Terenzzo conta que nem ela nem os colegas tinham ideia do estado real das finanças da Parmalat no período.

Para o economista Gilson Schwartz, professor da Escola de Comunicações e Artes da USP, a escolha de um trabalho é essencialmente uma decisão econômica. Ao se decidir por um rumo profissional, é impossível ter todas as informações a respeito do mercado em questão, "ou então só faríamos vestibular aos 60 anos".

Schwartz exemplifica como é impossível tomar uma decisão profissional com todas as cartas na mão: na década de 1970, o mercado de construção civil estava em alta, "e todo mundo queria ser engenheiro civil, mas depois de alguns anos muita gente ficou sem ter o que fazer".

"O mercado na segunda metade dos anos 1980 estava terrível, terrível, terrível", confirma André Gertsenchteing, que se formou nessa época e que hoje é diretor do Fundação para o Desenvolvimento Tecnológico da Engenharia.

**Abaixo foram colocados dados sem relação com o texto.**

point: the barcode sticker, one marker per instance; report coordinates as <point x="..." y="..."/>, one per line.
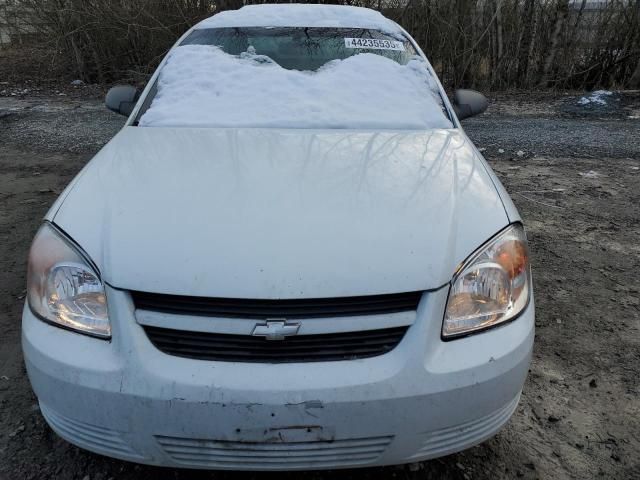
<point x="373" y="44"/>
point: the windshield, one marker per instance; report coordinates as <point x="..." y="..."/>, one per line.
<point x="295" y="78"/>
<point x="304" y="48"/>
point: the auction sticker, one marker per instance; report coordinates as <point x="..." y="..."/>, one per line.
<point x="373" y="44"/>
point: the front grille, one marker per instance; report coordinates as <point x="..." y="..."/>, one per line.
<point x="301" y="348"/>
<point x="205" y="453"/>
<point x="289" y="309"/>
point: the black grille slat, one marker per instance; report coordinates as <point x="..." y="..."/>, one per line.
<point x="290" y="309"/>
<point x="303" y="348"/>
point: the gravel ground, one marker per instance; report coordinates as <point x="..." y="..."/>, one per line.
<point x="574" y="173"/>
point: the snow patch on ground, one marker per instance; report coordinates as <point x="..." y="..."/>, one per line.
<point x="296" y="15"/>
<point x="202" y="86"/>
<point x="598" y="97"/>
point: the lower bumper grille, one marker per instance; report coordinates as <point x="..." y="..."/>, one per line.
<point x="301" y="348"/>
<point x="273" y="456"/>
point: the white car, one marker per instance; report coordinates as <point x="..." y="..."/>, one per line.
<point x="291" y="257"/>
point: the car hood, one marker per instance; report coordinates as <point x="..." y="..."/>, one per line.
<point x="265" y="213"/>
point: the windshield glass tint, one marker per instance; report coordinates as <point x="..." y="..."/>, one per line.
<point x="304" y="48"/>
<point x="295" y="78"/>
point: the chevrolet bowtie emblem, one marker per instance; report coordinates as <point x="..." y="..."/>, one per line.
<point x="276" y="329"/>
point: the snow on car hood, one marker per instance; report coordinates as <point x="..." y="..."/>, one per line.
<point x="361" y="91"/>
<point x="266" y="213"/>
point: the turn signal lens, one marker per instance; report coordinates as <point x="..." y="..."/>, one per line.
<point x="490" y="288"/>
<point x="63" y="288"/>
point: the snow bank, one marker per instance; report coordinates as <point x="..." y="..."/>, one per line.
<point x="201" y="86"/>
<point x="597" y="97"/>
<point x="296" y="15"/>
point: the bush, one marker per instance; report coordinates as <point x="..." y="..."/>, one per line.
<point x="486" y="44"/>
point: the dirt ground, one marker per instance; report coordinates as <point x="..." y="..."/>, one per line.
<point x="574" y="173"/>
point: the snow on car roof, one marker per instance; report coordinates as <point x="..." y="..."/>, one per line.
<point x="202" y="86"/>
<point x="298" y="15"/>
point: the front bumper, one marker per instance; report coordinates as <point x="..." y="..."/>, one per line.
<point x="424" y="399"/>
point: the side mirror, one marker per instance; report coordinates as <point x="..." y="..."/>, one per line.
<point x="467" y="103"/>
<point x="121" y="99"/>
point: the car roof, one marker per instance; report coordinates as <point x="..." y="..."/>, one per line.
<point x="301" y="15"/>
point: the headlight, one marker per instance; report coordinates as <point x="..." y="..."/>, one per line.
<point x="63" y="287"/>
<point x="491" y="287"/>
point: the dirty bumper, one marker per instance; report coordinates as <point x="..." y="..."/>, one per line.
<point x="424" y="399"/>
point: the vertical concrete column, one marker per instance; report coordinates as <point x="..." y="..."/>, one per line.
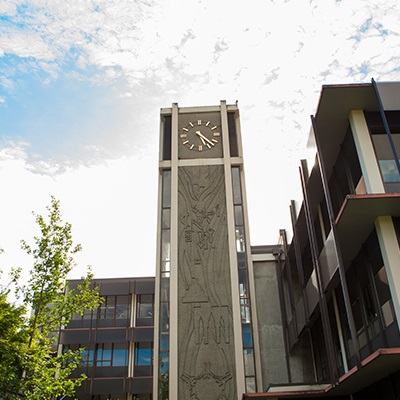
<point x="237" y="327"/>
<point x="391" y="258"/>
<point x="173" y="291"/>
<point x="365" y="150"/>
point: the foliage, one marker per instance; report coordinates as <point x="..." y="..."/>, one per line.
<point x="29" y="345"/>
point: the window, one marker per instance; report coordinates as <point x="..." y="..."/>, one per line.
<point x="244" y="292"/>
<point x="385" y="154"/>
<point x="143" y="354"/>
<point x="111" y="355"/>
<point x="115" y="308"/>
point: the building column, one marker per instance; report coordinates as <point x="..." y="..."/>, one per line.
<point x="366" y="154"/>
<point x="391" y="257"/>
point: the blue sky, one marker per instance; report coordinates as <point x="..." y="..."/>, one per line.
<point x="82" y="83"/>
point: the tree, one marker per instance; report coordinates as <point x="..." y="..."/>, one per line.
<point x="40" y="371"/>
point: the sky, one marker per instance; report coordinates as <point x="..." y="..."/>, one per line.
<point x="81" y="87"/>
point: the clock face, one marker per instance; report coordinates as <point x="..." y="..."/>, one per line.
<point x="200" y="135"/>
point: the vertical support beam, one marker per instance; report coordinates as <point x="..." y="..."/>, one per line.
<point x="366" y="154"/>
<point x="386" y="125"/>
<point x="173" y="329"/>
<point x="391" y="257"/>
<point x="342" y="272"/>
<point x="237" y="328"/>
<point x="326" y="326"/>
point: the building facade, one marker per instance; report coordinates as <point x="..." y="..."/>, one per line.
<point x="117" y="339"/>
<point x="205" y="341"/>
<point x="339" y="277"/>
<point x="314" y="316"/>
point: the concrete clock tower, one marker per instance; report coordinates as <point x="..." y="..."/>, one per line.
<point x="204" y="337"/>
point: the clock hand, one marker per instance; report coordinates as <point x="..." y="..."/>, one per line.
<point x="202" y="137"/>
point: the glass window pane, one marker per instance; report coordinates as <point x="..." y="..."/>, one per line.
<point x="164" y="363"/>
<point x="250" y="385"/>
<point x="145" y="310"/>
<point x="164" y="341"/>
<point x="164" y="294"/>
<point x="165" y="246"/>
<point x="247" y="336"/>
<point x="242" y="260"/>
<point x="239" y="215"/>
<point x="143" y="354"/>
<point x="120" y="358"/>
<point x="166" y="199"/>
<point x="240" y="245"/>
<point x="389" y="171"/>
<point x="243" y="284"/>
<point x="164" y="317"/>
<point x="248" y="362"/>
<point x="245" y="310"/>
<point x="166" y="218"/>
<point x="122" y="308"/>
<point x="237" y="194"/>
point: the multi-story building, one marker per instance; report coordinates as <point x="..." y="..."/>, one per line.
<point x="340" y="275"/>
<point x="315" y="316"/>
<point x="205" y="336"/>
<point x="118" y="340"/>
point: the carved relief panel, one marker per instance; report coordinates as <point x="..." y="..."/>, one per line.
<point x="206" y="364"/>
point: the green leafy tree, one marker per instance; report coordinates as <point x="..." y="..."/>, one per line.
<point x="40" y="371"/>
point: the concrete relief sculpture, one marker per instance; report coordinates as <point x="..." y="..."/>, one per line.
<point x="206" y="365"/>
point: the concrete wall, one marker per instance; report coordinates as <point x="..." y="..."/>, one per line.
<point x="272" y="349"/>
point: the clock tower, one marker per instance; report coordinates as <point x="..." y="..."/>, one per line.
<point x="204" y="338"/>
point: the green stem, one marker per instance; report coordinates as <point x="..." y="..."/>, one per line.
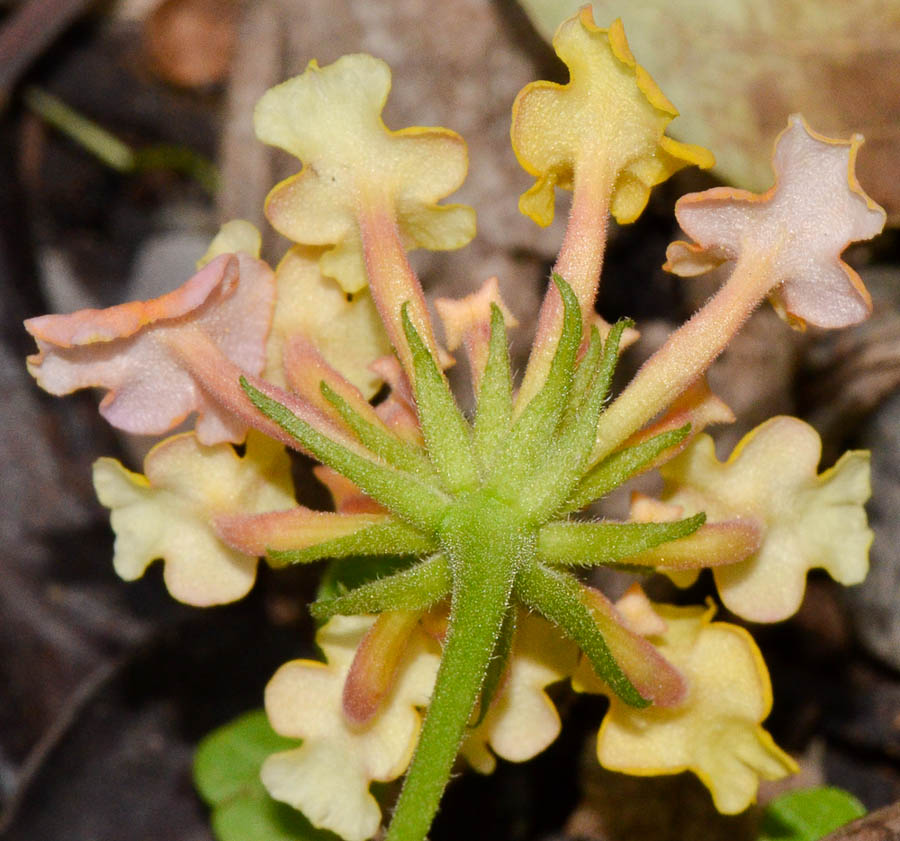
<point x="484" y="556"/>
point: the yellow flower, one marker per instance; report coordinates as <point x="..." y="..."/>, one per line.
<point x="807" y="520"/>
<point x="235" y="236"/>
<point x="522" y="720"/>
<point x="716" y="732"/>
<point x="330" y="118"/>
<point x="168" y="513"/>
<point x="345" y="328"/>
<point x="328" y="776"/>
<point x="610" y="116"/>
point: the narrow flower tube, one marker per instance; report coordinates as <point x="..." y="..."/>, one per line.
<point x="786" y="243"/>
<point x="602" y="136"/>
<point x="367" y="192"/>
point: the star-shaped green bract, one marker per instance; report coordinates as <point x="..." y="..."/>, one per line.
<point x="483" y="508"/>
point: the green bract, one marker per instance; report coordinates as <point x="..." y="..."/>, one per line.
<point x="483" y="507"/>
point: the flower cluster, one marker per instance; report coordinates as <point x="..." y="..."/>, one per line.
<point x="465" y="531"/>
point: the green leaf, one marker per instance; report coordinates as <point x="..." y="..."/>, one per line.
<point x="537" y="424"/>
<point x="809" y="814"/>
<point x="395" y="451"/>
<point x="584" y="375"/>
<point x="556" y="596"/>
<point x="447" y="434"/>
<point x="559" y="470"/>
<point x="226" y="774"/>
<point x="497" y="667"/>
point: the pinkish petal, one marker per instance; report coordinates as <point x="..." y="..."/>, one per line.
<point x="813" y="212"/>
<point x="375" y="665"/>
<point x="128" y="349"/>
<point x="467" y="321"/>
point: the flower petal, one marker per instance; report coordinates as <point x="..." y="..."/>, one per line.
<point x="328" y="777"/>
<point x="345" y="329"/>
<point x="522" y="720"/>
<point x="128" y="349"/>
<point x="169" y="512"/>
<point x="610" y="111"/>
<point x="715" y="732"/>
<point x="808" y="520"/>
<point x="330" y="118"/>
<point x="813" y="212"/>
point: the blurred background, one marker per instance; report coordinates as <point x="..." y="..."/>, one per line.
<point x="126" y="139"/>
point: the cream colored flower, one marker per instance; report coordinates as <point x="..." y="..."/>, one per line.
<point x="159" y="359"/>
<point x="168" y="513"/>
<point x="716" y="732"/>
<point x="328" y="776"/>
<point x="807" y="520"/>
<point x="344" y="328"/>
<point x="610" y="115"/>
<point x="330" y="118"/>
<point x="522" y="720"/>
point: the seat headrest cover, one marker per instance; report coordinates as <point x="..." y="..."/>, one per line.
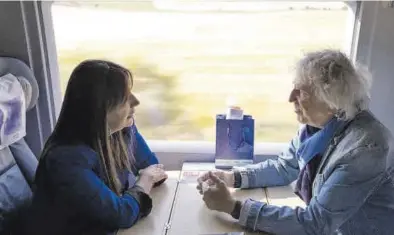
<point x="20" y="70"/>
<point x="12" y="111"/>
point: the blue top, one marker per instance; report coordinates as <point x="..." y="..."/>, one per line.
<point x="352" y="193"/>
<point x="71" y="198"/>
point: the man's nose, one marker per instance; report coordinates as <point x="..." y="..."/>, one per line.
<point x="292" y="96"/>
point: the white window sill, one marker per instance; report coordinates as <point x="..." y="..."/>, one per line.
<point x="206" y="147"/>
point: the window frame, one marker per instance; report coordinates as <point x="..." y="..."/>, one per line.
<point x="189" y="150"/>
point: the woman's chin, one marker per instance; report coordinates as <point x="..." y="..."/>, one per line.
<point x="129" y="122"/>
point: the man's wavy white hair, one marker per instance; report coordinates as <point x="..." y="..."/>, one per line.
<point x="336" y="81"/>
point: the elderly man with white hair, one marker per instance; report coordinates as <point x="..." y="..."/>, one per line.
<point x="341" y="159"/>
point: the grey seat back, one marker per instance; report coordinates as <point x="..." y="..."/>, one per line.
<point x="17" y="162"/>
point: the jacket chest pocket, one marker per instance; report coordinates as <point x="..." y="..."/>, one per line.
<point x="317" y="184"/>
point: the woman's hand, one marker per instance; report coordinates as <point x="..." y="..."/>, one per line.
<point x="151" y="175"/>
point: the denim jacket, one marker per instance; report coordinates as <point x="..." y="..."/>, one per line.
<point x="352" y="193"/>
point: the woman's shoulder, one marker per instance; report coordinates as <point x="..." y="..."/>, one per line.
<point x="77" y="155"/>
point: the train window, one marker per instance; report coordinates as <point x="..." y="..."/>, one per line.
<point x="189" y="57"/>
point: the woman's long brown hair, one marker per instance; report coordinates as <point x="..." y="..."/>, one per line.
<point x="95" y="87"/>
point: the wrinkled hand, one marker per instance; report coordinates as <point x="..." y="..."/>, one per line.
<point x="205" y="181"/>
<point x="151" y="175"/>
<point x="155" y="173"/>
<point x="217" y="196"/>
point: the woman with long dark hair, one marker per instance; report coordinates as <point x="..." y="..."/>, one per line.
<point x="86" y="181"/>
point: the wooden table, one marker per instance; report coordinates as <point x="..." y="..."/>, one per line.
<point x="156" y="222"/>
<point x="178" y="208"/>
<point x="190" y="216"/>
<point x="283" y="196"/>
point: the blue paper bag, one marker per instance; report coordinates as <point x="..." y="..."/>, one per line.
<point x="234" y="138"/>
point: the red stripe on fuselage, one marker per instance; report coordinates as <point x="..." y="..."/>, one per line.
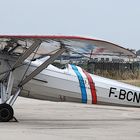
<point x="92" y="87"/>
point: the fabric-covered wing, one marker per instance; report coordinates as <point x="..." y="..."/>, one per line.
<point x="17" y="45"/>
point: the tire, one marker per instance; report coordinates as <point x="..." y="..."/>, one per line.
<point x="6" y="112"/>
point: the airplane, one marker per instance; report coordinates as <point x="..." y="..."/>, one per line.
<point x="26" y="70"/>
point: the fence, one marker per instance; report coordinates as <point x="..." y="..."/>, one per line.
<point x="114" y="70"/>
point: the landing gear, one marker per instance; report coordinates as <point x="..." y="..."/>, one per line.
<point x="6" y="112"/>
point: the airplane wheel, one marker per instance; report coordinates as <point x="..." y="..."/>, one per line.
<point x="6" y="112"/>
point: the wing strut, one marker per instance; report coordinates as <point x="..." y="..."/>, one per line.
<point x="27" y="53"/>
<point x="43" y="66"/>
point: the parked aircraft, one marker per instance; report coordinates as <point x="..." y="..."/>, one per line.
<point x="26" y="70"/>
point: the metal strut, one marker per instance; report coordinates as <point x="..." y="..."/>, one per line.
<point x="42" y="66"/>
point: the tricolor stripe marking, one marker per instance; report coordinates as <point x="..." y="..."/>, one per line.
<point x="92" y="87"/>
<point x="82" y="84"/>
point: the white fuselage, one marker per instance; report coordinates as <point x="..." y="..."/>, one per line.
<point x="64" y="85"/>
<point x="72" y="84"/>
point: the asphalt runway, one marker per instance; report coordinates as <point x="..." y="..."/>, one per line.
<point x="40" y="120"/>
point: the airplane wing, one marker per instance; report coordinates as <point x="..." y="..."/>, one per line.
<point x="22" y="48"/>
<point x="48" y="45"/>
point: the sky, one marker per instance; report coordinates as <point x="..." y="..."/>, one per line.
<point x="117" y="21"/>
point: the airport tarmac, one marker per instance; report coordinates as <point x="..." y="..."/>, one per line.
<point x="70" y="121"/>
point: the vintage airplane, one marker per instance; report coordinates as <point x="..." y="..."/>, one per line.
<point x="26" y="69"/>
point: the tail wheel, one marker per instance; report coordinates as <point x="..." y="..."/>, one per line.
<point x="6" y="112"/>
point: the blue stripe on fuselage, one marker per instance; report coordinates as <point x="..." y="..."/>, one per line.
<point x="82" y="84"/>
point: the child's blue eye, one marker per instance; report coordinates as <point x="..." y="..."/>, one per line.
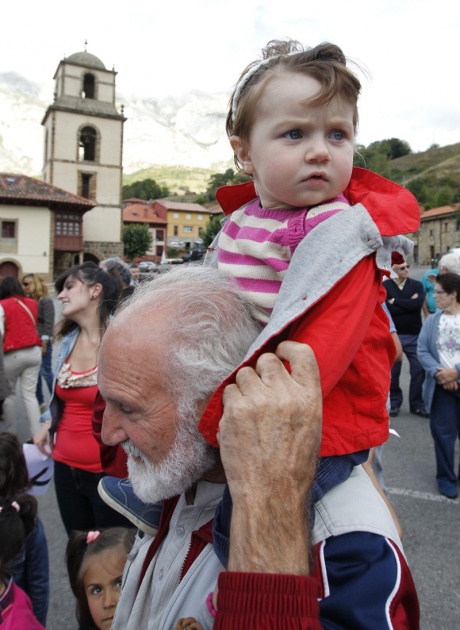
<point x="293" y="134"/>
<point x="337" y="134"/>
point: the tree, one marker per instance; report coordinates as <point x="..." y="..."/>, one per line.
<point x="137" y="240"/>
<point x="376" y="157"/>
<point x="221" y="179"/>
<point x="146" y="189"/>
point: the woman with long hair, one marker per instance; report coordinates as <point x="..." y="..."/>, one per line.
<point x="22" y="351"/>
<point x="34" y="287"/>
<point x="88" y="296"/>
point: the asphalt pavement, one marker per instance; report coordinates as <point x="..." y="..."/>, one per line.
<point x="431" y="524"/>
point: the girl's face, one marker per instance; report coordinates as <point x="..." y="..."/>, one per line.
<point x="299" y="154"/>
<point x="27" y="285"/>
<point x="102" y="584"/>
<point x="75" y="297"/>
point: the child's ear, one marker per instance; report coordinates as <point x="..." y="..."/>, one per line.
<point x="242" y="153"/>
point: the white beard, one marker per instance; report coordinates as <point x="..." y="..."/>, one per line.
<point x="190" y="457"/>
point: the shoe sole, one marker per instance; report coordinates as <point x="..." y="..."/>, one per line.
<point x="121" y="509"/>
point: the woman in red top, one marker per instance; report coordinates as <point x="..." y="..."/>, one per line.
<point x="88" y="295"/>
<point x="22" y="351"/>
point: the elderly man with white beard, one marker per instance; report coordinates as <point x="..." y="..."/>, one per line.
<point x="161" y="359"/>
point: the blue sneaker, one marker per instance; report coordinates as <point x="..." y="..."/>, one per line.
<point x="119" y="494"/>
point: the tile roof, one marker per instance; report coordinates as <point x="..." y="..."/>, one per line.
<point x="23" y="190"/>
<point x="142" y="213"/>
<point x="185" y="207"/>
<point x="439" y="212"/>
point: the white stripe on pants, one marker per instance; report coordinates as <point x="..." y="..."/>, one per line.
<point x="24" y="366"/>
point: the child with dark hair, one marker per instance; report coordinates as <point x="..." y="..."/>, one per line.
<point x="17" y="520"/>
<point x="95" y="562"/>
<point x="29" y="567"/>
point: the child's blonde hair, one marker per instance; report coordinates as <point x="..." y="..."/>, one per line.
<point x="326" y="63"/>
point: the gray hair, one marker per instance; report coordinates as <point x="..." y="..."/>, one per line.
<point x="122" y="268"/>
<point x="451" y="262"/>
<point x="208" y="323"/>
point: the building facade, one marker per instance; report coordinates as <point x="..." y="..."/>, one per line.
<point x="143" y="212"/>
<point x="439" y="231"/>
<point x="186" y="222"/>
<point x="84" y="149"/>
<point x="40" y="225"/>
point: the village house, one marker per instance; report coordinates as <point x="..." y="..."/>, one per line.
<point x="41" y="227"/>
<point x="139" y="211"/>
<point x="439" y="231"/>
<point x="186" y="222"/>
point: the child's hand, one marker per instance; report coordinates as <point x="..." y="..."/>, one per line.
<point x="188" y="623"/>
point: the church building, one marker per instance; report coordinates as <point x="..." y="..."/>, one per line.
<point x="83" y="154"/>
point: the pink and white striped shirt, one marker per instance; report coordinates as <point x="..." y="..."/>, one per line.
<point x="256" y="246"/>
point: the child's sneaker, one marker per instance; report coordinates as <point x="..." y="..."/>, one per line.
<point x="119" y="494"/>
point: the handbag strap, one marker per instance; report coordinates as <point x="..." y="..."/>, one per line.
<point x="28" y="310"/>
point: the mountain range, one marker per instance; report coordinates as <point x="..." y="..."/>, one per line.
<point x="187" y="130"/>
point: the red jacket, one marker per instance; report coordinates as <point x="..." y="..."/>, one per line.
<point x="20" y="331"/>
<point x="347" y="328"/>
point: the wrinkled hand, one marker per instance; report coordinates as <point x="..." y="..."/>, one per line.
<point x="269" y="436"/>
<point x="41" y="439"/>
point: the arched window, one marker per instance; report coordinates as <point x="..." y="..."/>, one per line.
<point x="89" y="84"/>
<point x="87" y="144"/>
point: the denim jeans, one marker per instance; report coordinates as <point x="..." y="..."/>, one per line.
<point x="417" y="376"/>
<point x="445" y="429"/>
<point x="79" y="502"/>
<point x="46" y="372"/>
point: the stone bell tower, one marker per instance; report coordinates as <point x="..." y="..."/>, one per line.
<point x="83" y="155"/>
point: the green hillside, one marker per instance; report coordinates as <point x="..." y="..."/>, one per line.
<point x="433" y="176"/>
<point x="179" y="179"/>
<point x="438" y="161"/>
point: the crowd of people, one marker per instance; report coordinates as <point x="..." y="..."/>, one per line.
<point x="215" y="430"/>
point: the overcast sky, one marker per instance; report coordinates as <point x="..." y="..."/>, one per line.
<point x="410" y="49"/>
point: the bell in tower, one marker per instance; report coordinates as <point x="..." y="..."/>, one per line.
<point x="83" y="155"/>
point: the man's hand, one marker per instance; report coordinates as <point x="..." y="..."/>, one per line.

Ele conta que, quando começou a trabalhar, ganhava menos do que o piso da categoria e que o mestre de obras recebia um salário mais alto que o dele.

Os engenheiros civis que se formaram nos anos recentes deram sorte pela falta de mão de obra no setor de construções, diz Gertsenchteing. "Mas na minha época, a maioria dos meus colegas foi parar em banco", afirma.

Hoje, no setor financeiro, segundo o "coach" José Roberto Marques, do IBC Coaching, aumentou o número de gerentes que perderam suas vagas por causa das recentes fusões e aquisições.

Ele afirma ter atendido cerca de dez nessa situação nos últimos dois anos.

A gerente de contas Neiva Cardone, 43, foi uma das que saíram de um grupo por causa da onda de grandes empresas que decidiram se juntar.

"Dei azar", afirma. A instituição na qual trabalhou por 19 anos, cujo nome ela prefere não revelar, juntou-se a um outro grupo, e, segundo ela, as "culturas empresariais" eram muito diferentes.

Editoria de Arte/Folhapress

No fim do ano passado, foi demitida. Ela diz conhecer outras dez pessoas que perderam a vaga da mesma forma. Cardone achou um novo emprego depois de dois meses. No entanto, está em um nível hierárquico abaixo daquele que já tinha alcançado.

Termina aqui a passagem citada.